Criminalization of politics has become an enduring phenomenon in the Indian political system. According to a recent data, around 5000 criminal cases are pending against MPs/MLAs in various courts across the country. A latest survey conducted by Association for Democratic Reforms and the Election Watch indicates that 40% newly elected Rajya Sabha members have criminal cases against them. This is a wake-up call for Indian democracy as participation of criminals in politics leads to negation of all the democratic safeguards provided by our constitution; that is, the three organs which were supposed to keep a vigilant check on each other – legislature, executive and judiciary[1]are being weakened and its roots are corrupting. The politics in the nation has become a business yielding huge profits; rather than being a field of dedication and commitment towards ameliorating the welfare of the concerned subjects.


There are many reasons which have led us to the situation we are in.  The unholy nexus between the politicians and bureaucracy, muscle power and corruption and poor governance are some of them. At the time of the election, political parties spend a huge sum of money buying the votes for illegitimate purposes. The lack of awareness amongst masses about the criminal records of these politicians and weak powers of the Election Commission in this regard are major hurdles.


The Section 8 of Representation of People’s Act, 1951 contains provisions for disqualification on the grounds of election offences, conviction for any offence resulting in the imprisonment for two or more years, failure to give account of election expenses within time, corruption or disloyalty, holding office under Government company, promoting enmity between different groups or offence of bribery and preaching or practicing of social crimes like untouchability, dowry, etc.
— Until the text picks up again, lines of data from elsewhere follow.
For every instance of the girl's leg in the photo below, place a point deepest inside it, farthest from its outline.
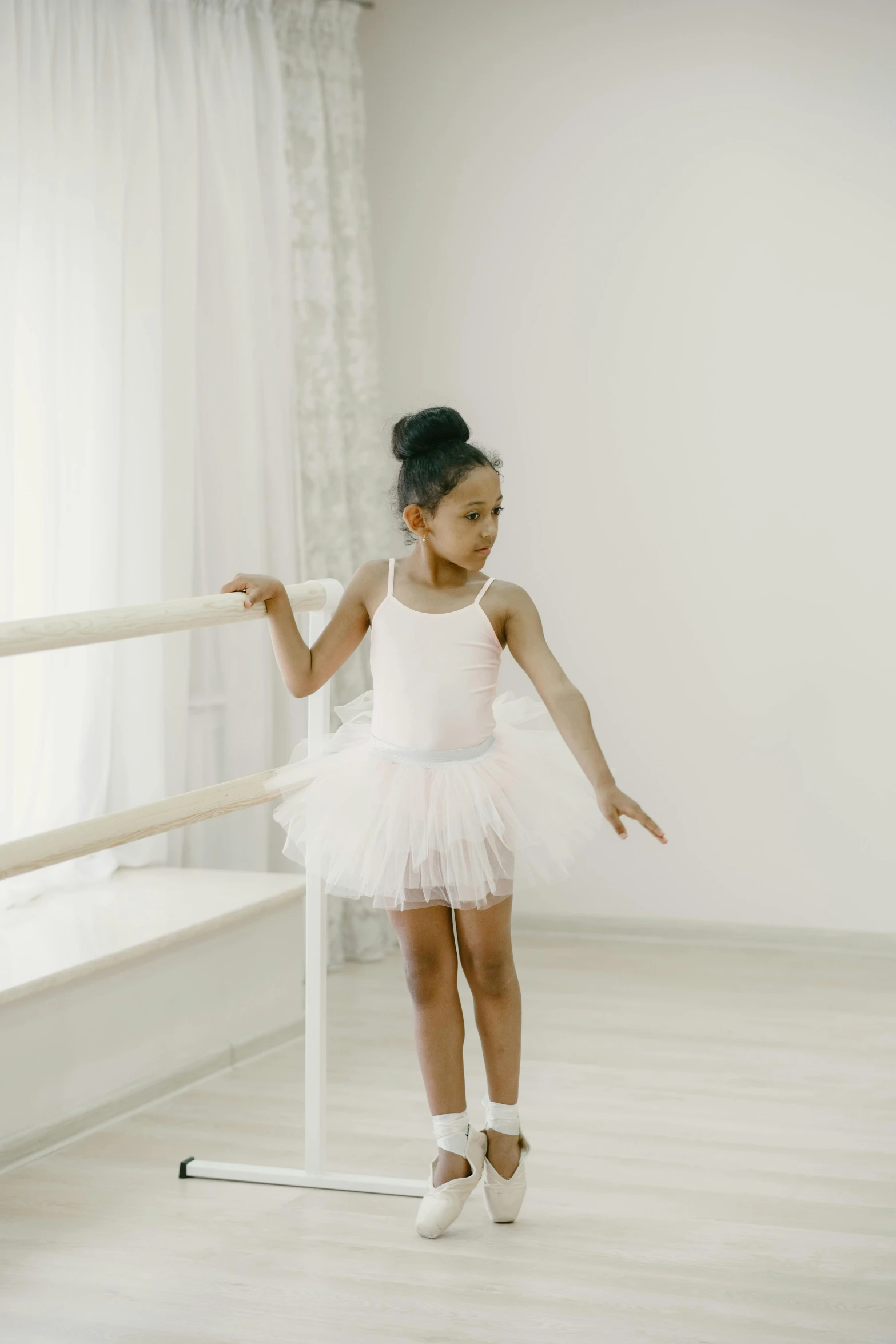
(426, 939)
(487, 957)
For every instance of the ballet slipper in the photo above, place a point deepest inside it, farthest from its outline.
(441, 1204)
(504, 1195)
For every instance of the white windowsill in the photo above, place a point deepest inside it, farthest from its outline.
(63, 935)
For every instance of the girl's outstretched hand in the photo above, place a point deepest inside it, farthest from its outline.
(614, 804)
(258, 588)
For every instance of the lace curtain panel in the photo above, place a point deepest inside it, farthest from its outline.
(187, 387)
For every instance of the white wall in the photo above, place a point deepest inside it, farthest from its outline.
(648, 250)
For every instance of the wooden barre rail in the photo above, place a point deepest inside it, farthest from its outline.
(128, 623)
(131, 623)
(151, 819)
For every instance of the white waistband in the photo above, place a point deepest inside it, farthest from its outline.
(453, 757)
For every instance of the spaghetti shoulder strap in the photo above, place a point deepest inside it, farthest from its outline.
(483, 592)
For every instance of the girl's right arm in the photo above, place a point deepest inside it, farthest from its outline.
(305, 670)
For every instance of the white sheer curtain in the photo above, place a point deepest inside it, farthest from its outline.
(145, 441)
(344, 468)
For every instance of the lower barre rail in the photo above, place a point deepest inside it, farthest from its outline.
(116, 828)
(197, 1167)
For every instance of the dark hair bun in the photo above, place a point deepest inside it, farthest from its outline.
(425, 431)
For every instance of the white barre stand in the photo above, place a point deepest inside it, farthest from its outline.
(313, 1175)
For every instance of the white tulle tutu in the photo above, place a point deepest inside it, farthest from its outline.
(464, 832)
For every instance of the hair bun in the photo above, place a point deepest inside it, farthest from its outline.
(426, 431)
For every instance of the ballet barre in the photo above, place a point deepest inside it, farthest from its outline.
(318, 598)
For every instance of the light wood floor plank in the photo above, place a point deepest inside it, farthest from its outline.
(714, 1163)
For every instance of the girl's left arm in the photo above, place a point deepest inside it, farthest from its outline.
(568, 710)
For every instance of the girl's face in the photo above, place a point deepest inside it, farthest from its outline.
(465, 523)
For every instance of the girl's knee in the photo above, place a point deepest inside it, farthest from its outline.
(430, 975)
(491, 973)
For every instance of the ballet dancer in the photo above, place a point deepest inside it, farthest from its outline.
(437, 799)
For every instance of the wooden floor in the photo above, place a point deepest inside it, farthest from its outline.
(714, 1162)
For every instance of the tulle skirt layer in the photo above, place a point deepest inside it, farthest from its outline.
(461, 832)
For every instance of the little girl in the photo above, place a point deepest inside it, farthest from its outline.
(435, 799)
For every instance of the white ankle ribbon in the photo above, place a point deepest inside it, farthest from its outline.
(452, 1131)
(503, 1119)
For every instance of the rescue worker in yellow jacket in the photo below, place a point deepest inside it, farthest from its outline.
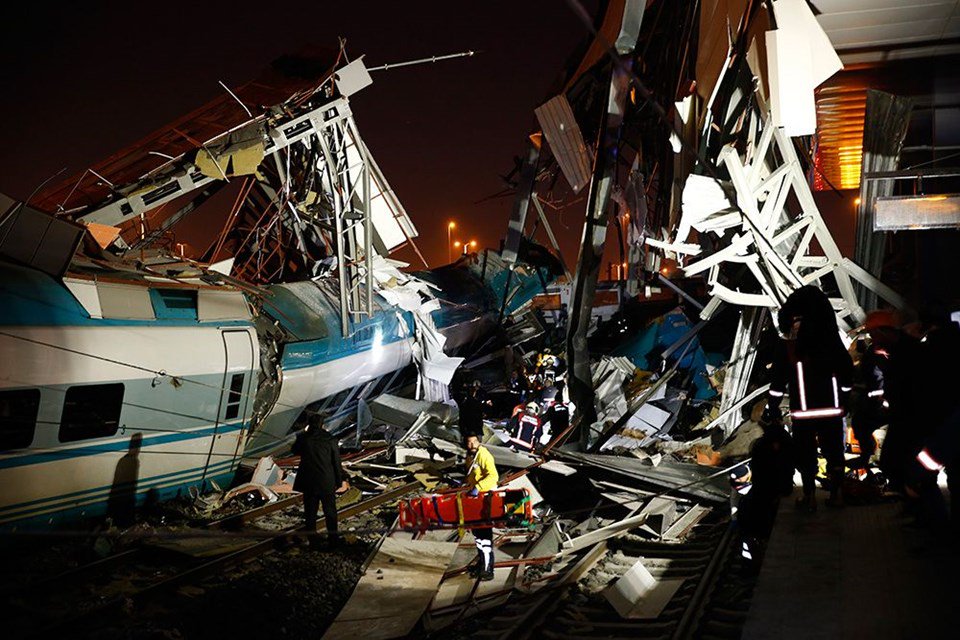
(481, 477)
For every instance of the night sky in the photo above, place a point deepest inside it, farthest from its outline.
(88, 79)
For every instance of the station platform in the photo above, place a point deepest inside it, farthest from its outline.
(855, 572)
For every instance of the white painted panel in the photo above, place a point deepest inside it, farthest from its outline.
(795, 16)
(791, 84)
(124, 301)
(922, 31)
(86, 294)
(73, 355)
(902, 15)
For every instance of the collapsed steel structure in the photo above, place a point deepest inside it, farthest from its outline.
(699, 156)
(308, 195)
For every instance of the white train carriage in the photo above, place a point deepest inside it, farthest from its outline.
(115, 393)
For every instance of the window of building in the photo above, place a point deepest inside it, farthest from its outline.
(18, 417)
(91, 411)
(235, 397)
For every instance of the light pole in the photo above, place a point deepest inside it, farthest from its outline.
(450, 227)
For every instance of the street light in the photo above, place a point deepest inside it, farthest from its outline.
(450, 227)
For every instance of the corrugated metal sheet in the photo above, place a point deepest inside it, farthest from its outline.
(898, 213)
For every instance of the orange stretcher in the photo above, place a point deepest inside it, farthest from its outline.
(458, 510)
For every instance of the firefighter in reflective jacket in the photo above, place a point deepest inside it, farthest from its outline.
(814, 367)
(527, 429)
(481, 477)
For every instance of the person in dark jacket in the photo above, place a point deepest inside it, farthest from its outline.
(876, 374)
(813, 365)
(320, 477)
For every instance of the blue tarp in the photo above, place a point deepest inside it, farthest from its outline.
(659, 336)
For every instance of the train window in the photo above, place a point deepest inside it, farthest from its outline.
(18, 417)
(235, 397)
(91, 411)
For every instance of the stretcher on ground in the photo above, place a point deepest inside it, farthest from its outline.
(459, 510)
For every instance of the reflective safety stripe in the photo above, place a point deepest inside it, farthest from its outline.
(803, 388)
(928, 461)
(523, 443)
(817, 413)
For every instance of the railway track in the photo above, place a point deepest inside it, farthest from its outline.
(711, 603)
(83, 594)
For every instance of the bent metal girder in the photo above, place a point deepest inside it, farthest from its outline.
(310, 200)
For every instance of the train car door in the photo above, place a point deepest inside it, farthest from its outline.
(235, 402)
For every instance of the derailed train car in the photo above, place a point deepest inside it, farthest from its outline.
(119, 388)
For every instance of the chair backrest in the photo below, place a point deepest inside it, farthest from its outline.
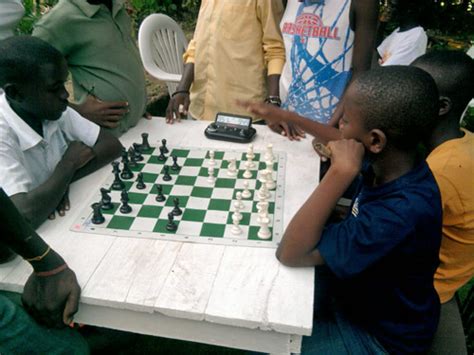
(162, 43)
Also, the Supreme Court in February 2020 ordered the political parties to publish criminal antecedents of their candidates for the Legislative Assembly & Lok Sabha elections. It is mandatory for all political parties to publish all details regarding pending criminal cases against their chosen candidates in local newspapers, on party websites, social media handles. However, a lack of political will and the very basic set-up of Indian society which makes it vulnerable to polarization towards caste and religion are the major impediments for a long-term change.
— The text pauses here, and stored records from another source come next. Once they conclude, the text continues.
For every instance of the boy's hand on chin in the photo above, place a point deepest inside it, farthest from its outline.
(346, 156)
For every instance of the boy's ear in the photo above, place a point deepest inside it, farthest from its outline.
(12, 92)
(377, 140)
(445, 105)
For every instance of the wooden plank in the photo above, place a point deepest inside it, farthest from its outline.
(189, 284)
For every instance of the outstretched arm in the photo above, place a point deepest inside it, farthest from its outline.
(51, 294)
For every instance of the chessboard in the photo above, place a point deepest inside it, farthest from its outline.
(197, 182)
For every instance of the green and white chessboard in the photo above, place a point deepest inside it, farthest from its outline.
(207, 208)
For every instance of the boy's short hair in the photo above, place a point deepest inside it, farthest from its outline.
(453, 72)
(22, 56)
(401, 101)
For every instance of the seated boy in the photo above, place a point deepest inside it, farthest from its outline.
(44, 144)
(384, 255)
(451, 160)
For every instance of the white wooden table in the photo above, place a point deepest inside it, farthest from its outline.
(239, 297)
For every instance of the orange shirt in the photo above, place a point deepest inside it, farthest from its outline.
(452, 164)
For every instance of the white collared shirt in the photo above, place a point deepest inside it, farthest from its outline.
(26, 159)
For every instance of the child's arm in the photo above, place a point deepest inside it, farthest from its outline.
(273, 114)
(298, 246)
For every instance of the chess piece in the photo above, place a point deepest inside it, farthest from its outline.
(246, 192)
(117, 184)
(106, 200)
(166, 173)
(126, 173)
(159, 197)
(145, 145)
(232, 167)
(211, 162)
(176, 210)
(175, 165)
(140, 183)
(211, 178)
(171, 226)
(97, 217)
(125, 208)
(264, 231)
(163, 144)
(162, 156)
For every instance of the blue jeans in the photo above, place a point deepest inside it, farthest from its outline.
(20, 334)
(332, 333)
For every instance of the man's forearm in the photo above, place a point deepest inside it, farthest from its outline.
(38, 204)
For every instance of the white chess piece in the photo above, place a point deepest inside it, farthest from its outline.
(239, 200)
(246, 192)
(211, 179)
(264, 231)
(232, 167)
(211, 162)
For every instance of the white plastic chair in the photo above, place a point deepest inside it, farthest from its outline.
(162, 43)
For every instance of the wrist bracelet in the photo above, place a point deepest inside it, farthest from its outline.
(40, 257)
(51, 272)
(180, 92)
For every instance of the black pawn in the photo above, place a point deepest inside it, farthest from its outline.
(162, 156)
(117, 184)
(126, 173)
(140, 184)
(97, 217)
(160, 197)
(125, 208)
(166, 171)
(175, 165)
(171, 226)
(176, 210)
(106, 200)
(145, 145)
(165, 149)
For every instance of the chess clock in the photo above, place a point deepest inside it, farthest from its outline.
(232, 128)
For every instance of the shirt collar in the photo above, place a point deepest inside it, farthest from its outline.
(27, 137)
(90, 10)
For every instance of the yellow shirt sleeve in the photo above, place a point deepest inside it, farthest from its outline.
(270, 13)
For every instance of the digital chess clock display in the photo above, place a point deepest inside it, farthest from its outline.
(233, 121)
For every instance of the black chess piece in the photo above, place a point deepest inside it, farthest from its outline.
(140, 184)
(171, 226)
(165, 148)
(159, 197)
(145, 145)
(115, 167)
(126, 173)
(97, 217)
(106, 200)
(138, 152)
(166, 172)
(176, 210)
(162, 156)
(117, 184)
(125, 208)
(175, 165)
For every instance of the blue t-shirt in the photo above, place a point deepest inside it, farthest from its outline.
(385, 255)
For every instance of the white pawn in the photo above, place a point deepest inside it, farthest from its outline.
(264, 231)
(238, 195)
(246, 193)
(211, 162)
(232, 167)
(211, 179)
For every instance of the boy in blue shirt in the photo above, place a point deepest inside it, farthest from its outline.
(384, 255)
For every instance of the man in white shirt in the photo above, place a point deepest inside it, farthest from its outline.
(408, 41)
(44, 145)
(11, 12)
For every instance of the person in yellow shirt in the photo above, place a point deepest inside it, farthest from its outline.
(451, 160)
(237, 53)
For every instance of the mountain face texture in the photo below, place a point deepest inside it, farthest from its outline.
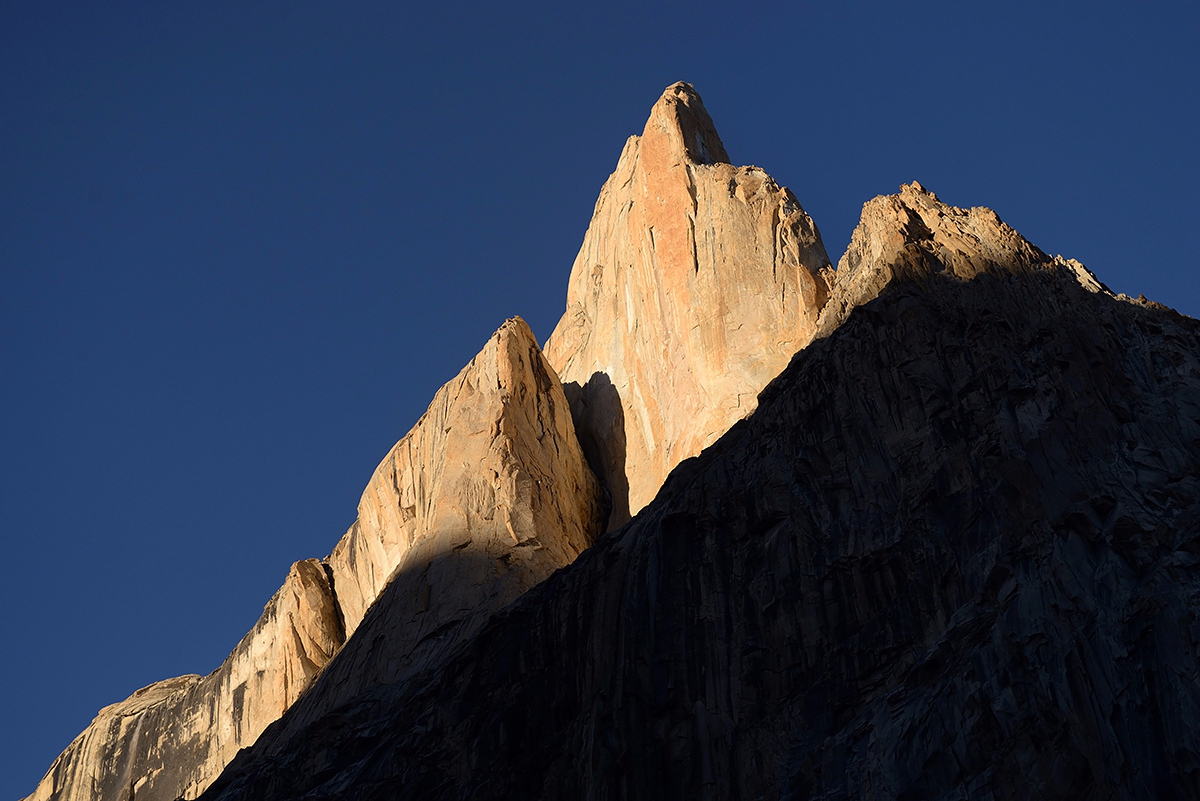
(492, 471)
(173, 738)
(954, 553)
(487, 495)
(695, 284)
(922, 527)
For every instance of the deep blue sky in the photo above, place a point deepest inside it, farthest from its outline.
(241, 245)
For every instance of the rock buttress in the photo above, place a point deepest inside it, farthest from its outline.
(955, 553)
(695, 284)
(485, 497)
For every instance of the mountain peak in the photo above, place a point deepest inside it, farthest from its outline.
(679, 125)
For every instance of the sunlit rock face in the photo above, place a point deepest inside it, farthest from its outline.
(912, 236)
(484, 498)
(695, 284)
(953, 554)
(492, 471)
(172, 739)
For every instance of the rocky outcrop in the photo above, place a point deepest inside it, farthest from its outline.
(912, 236)
(695, 284)
(955, 553)
(492, 470)
(484, 498)
(173, 738)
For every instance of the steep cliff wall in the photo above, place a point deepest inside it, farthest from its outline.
(955, 553)
(484, 498)
(173, 738)
(695, 284)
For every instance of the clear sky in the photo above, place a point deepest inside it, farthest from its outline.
(243, 244)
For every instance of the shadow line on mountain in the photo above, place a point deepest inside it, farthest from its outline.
(599, 422)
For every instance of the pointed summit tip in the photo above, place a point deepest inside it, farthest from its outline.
(681, 119)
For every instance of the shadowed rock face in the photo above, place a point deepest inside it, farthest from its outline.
(487, 495)
(955, 553)
(695, 284)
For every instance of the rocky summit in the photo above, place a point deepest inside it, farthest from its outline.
(925, 525)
Setting up of fast track courts to deal with election offences can go a long way in cleaning Indian politics. Barring those from contesting elections who have been charged for heinous crimes and corrupt practices must be a priority for Indian polity now. Giving protection to the whistleblowers and witnesses during the course of investigation is of utmost importance. Also, setting up an independent agency to investigate electoral offences would resolve the issue to a great extent.



Participation of people with criminal charges in politics is against the very spirit of democracy. The law-breakers cannot be the law-makers of the largest democracy of the world. For the democratic principles to sustain and prove beneficial for the masses there is a pressing necessity for de-criminalisation of politics in the country.